A research program aimed at using platinum as an exploration guide for nickel has for the first time been able to put a time scale on the planet's large-scale convection processes.
The research is reported in a Nature paper titled "Progressive mixing of meteoritic veneer into the early Earth's deep mantle".
Report author CSIRO Minerals Down Under Flagship researcher Dr Stephen Barnes said the study group collected a large body of data on the platinum content of lava flows called komatiites, which host some of the world's major nickel deposits.
"We found that the oldest komatiites have the lowest platinum content," Dr Barnes said.
"The platinum content gradually increases from about 3.5 billion years to 2.9 billion years ago. "This tells us that the deep source where the komatiite came from, down near the boundary between the Earth's core and mantle, was gradually gaining platinum over time".
The paper's authors now think they know why.
"When the Earth's core formed, it took all the available platinum with it, leaving the mantle and crust with none," Dr Barnes said.
"Following that, a steady rain of meteorites created the so-called Late Veneer a thin surface layer of meteorite debris rich in platinum."

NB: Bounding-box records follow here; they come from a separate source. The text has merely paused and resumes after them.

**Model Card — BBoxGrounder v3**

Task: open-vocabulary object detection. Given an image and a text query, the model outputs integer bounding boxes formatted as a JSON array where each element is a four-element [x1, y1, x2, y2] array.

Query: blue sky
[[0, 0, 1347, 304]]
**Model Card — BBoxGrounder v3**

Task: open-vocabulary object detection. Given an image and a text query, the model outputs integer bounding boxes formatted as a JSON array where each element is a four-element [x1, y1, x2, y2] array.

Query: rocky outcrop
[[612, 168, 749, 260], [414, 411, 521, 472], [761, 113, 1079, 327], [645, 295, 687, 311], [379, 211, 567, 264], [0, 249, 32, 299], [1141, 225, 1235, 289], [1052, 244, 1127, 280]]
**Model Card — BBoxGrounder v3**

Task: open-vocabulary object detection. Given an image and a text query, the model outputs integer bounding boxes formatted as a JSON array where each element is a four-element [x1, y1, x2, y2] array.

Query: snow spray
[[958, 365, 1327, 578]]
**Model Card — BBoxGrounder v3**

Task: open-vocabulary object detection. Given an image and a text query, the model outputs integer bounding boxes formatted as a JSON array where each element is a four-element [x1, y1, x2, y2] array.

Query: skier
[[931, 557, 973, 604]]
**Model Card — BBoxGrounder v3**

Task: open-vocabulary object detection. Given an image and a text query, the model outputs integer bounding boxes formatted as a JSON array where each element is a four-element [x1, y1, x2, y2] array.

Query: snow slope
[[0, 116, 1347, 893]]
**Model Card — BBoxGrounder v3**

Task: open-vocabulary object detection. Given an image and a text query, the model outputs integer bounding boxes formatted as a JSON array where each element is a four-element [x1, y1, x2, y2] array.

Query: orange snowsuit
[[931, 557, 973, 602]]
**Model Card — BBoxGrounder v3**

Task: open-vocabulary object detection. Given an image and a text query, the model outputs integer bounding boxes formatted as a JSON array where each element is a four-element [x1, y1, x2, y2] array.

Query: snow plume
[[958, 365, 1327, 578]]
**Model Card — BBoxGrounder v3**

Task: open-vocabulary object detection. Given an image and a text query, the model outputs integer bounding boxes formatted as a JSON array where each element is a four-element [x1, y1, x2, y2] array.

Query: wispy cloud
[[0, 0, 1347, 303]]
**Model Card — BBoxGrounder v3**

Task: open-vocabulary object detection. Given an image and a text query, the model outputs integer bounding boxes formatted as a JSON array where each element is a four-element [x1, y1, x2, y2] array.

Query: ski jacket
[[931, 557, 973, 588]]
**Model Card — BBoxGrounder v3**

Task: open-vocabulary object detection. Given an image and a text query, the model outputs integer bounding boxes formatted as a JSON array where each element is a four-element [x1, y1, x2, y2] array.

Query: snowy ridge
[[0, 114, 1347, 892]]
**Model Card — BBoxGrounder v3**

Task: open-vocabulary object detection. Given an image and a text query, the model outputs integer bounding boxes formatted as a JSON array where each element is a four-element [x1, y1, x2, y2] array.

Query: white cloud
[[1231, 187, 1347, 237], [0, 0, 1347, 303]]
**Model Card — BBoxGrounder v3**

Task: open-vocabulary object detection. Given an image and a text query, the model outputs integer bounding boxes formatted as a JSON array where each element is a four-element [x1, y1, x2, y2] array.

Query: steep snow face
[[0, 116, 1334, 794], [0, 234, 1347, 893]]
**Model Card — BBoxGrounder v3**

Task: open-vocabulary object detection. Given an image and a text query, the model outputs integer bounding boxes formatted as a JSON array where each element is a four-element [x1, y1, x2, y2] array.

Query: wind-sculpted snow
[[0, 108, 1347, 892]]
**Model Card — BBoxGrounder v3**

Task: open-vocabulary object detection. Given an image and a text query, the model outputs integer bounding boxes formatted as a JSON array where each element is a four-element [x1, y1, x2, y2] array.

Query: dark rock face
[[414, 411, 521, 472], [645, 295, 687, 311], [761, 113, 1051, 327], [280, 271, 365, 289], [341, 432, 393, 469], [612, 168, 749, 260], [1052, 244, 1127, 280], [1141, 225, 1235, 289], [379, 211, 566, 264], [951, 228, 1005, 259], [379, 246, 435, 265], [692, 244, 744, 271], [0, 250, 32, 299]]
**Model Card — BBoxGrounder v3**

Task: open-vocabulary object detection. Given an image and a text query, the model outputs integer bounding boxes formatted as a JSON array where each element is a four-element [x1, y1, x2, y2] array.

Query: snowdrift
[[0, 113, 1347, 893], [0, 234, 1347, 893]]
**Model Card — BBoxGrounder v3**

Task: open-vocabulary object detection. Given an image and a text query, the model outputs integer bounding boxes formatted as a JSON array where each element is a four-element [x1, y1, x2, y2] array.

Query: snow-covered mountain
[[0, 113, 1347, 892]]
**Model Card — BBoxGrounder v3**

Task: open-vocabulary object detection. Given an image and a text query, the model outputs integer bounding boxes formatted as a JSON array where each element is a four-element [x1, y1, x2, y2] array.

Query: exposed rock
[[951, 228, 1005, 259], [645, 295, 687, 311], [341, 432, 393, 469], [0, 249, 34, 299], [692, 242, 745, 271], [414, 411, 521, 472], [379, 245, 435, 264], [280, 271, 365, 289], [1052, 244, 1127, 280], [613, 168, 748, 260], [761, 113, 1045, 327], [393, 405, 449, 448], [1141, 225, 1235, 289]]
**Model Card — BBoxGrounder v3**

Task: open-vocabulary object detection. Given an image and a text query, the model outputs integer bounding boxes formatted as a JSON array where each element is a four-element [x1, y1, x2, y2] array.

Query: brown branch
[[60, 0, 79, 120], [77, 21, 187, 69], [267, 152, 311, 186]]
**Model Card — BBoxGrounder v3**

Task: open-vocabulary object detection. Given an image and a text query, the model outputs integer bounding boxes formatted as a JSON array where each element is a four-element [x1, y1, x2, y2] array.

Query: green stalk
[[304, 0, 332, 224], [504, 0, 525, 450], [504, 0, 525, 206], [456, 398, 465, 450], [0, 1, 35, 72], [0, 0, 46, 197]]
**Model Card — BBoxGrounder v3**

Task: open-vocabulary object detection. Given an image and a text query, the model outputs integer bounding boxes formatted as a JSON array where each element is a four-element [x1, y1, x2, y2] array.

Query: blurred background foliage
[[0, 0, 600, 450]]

With time through large-scale convection processes, which now cause plate tectonics, this material was stirred down into the interior of the Earth.
We are seeing the signal of that stirring, which took about 1.5 billion years to occur.
This is the first time a time scale has been put on the stirring, which has important implications for the people who study the dynamics of mantle processes and the mechanisms that cause plate tectonics, earthquakes and volcanoes.
Combined with some other work by the researchers on sister elements to platinum, iridium and osmium, we also now have a new framework for understanding the variations in isotopic ratios of osmium with time.
Osmium isotopes are widely used as tracers of mantle processes, but there has been a mismatch between signals from osmium and from other important isotopic tracer systems which has eluded explanation until now.
Co-authors Dr Marco Fiorentini and Dr Wolfgang Maier from the University of Western Australia are delighted that this is a completely academic outcome which came out of an industry-funded project.
"It is a nice example of an unexpected fundamental discovery arising from a practical applied science study and demonstrates the very positive collaborations that exist between CSIRO and the University of Western Australia," Dr Fiorentini said.